Concluídas as negociações, os assessores requerem uma segunda audiência conciliatória, a fim de apresentarem os resultados e obterem a homologação do acordo. Imprescindível que o assessor financeiro demonstre, com clareza, a viabilidade de seu cumprimento. É possível supor alguns possíveis cenários de desfecho das negociações: (i) acordo com todos os credores listados e dívida reestruturada na sua totalidade, o que seria o cenário ideal; (ii) acordo com parte dos credores, sem que os demais se sujeitem a ele, mas ainda assim satisfatório à reestruturação da empresa fora da via judicial; (iii) acordo com parte dos credores, insatisfatório à recuperação da empresa, mas com quórum de recuperação extrajudicial (aprovado por três quintos de todos os créditos de cada espécie por ele abrangidos); e (iv) acordo insatisfatório e sem quórum de recuperação extrajudicial.

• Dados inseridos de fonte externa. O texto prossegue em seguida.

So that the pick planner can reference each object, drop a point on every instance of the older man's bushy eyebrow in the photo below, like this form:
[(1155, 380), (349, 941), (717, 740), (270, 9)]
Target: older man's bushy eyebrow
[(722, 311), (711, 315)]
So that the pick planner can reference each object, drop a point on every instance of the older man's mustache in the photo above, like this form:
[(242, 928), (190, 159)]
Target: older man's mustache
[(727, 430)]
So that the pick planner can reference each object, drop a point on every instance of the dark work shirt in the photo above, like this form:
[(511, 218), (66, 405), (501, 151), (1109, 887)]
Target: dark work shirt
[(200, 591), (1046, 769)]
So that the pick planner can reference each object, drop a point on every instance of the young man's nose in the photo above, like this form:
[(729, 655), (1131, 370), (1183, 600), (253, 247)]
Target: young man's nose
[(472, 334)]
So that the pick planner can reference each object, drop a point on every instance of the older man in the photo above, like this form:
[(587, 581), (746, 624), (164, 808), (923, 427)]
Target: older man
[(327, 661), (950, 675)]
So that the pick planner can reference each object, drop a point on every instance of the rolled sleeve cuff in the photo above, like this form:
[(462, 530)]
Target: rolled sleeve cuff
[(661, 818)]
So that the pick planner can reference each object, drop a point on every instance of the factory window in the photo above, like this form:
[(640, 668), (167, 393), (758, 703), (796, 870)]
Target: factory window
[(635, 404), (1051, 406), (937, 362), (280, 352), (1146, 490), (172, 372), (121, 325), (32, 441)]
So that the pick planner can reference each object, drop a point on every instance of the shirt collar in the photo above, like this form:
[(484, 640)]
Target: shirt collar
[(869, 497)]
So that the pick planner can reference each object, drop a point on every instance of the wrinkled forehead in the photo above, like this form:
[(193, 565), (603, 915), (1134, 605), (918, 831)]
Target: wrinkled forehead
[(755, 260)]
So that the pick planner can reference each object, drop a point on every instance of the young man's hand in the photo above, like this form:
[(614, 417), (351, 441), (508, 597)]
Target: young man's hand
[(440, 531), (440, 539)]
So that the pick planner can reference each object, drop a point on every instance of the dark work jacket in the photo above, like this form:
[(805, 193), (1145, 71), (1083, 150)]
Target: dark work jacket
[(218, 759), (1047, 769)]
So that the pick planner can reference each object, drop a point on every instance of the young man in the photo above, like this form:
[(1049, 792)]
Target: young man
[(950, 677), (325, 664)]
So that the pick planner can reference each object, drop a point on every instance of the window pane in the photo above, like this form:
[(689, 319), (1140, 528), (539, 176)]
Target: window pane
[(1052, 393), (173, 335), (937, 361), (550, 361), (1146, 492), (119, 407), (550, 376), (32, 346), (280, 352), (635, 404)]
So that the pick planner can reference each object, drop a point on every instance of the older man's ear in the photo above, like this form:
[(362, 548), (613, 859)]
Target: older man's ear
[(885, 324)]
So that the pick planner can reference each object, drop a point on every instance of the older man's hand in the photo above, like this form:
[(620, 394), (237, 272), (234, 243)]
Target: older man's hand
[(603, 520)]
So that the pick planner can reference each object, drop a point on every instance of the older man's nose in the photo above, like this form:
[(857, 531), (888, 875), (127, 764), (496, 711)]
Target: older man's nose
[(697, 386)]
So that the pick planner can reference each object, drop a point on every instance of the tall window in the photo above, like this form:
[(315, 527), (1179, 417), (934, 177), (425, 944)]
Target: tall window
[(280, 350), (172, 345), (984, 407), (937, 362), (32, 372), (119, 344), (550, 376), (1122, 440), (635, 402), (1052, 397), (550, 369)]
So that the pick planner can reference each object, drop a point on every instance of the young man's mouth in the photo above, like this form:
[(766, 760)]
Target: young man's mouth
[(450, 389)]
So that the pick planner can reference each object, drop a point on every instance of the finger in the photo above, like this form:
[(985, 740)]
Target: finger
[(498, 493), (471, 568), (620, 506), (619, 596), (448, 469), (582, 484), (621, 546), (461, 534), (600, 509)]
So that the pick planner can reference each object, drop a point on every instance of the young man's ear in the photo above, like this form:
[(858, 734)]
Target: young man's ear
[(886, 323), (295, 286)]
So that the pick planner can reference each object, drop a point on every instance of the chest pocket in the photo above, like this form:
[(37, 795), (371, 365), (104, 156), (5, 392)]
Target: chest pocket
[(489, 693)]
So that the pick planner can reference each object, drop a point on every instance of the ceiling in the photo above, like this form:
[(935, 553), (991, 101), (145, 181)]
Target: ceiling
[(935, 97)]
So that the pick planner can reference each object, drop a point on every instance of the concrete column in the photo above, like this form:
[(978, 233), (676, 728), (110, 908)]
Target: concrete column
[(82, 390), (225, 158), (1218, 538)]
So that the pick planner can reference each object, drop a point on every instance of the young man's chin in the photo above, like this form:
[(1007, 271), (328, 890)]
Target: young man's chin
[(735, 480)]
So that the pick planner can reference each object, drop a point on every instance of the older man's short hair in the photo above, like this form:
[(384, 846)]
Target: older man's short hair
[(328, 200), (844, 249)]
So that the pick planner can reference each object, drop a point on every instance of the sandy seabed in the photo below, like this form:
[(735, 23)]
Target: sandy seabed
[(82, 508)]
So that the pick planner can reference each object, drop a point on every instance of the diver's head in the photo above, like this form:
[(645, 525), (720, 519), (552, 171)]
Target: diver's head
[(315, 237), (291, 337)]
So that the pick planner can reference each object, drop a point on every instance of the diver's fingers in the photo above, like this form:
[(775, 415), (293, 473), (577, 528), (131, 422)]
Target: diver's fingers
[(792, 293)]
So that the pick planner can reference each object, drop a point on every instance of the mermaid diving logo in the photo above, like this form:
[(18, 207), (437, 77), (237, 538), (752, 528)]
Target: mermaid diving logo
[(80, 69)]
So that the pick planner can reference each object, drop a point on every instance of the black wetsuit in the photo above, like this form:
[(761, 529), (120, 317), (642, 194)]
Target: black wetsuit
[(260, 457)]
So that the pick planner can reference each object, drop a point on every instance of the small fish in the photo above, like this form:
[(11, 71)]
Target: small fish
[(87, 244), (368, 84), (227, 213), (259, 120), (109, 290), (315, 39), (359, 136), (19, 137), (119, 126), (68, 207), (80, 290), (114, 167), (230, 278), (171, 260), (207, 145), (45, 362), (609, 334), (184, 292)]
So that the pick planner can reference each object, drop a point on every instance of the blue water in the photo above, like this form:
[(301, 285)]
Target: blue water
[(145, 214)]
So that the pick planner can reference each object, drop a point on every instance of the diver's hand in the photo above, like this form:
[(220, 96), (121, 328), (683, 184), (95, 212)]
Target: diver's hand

Nas hipóteses (i) e (ii), o conflito estaria resolvido ainda em etapa pré-processual e o objetivo de desjudicialização das demandas empresariais seria atingido pelo Cejusc pré-processual. Na hipótese (iii), o acordo poderia se converter em Recuperação Extrajudicial, submetendo a ele os créditos detidos pelos credores que não fecharam a negociação. Por fim, na hipótese (iv), o devedor teria que avaliar a possibilidade de uma Recuperação Judicial, podendo incluir as dívidas trabalhistas, ou na pior das hipóteses, encerrar suas atividades. Na opção pela Recuperação Judicial, o mediador que atuou nas audiências conciliatórias ficaria impedido de exercer a função de administrador judicial. Isso também seria válido no caso de Recuperação Extrajudicial, que embora não exija a nomeação de um administrador judicial, muitos magistrados, dependo do caso, designam um administrador para realizar a verificação dos créditos submetidos ao acordo homologado.

Os Cejuscs empresariais pré-processuais, se bem implementados pelos Tribunais, indubitavelmente podem ser determinantes no cumprimento do propósito de achatamento da curva de judicialização, para a solução de conflitos entre devedores e credores. A formação de mediadores, preferencialmente administradores judiciais, e a devida orientação aos demais atores do processo (devedores, credores, advogados, assessores financeiros) são essenciais para o êxito do procedimento. Para as médias e grandes empresas, desde que bem assessoradas, sobretudo nesta crise sem precedentes, milhares de acordos seriam concluídos nas hipóteses (i) e (ii), servindo como um funil de ingresso às vias judiciais. Pelas razões já mencionadas, o instrumento estaria acessível à uma enormidade de MPEs, as mais atingidas e prejudicadas pela pandemia, e que não encontram viabilidade de reestruturação nas esferas judiciais.

Os Cejuscs empresariais podem vir a representar um excelente veículo de aproximação entre o setor público e o privado no combate à crise econômica gerada pelo coronavírus, com probabilidade de viabilizar uma alternativa de baixo custo, célere e juridicamente segura para a solução de conflitos entre devedores e credores, capaz de se estabelecer como um mecanismo eficiente e eficaz para a preservação de empresas e, portanto, fundamental à retomada da economia brasileira no pós covid-19.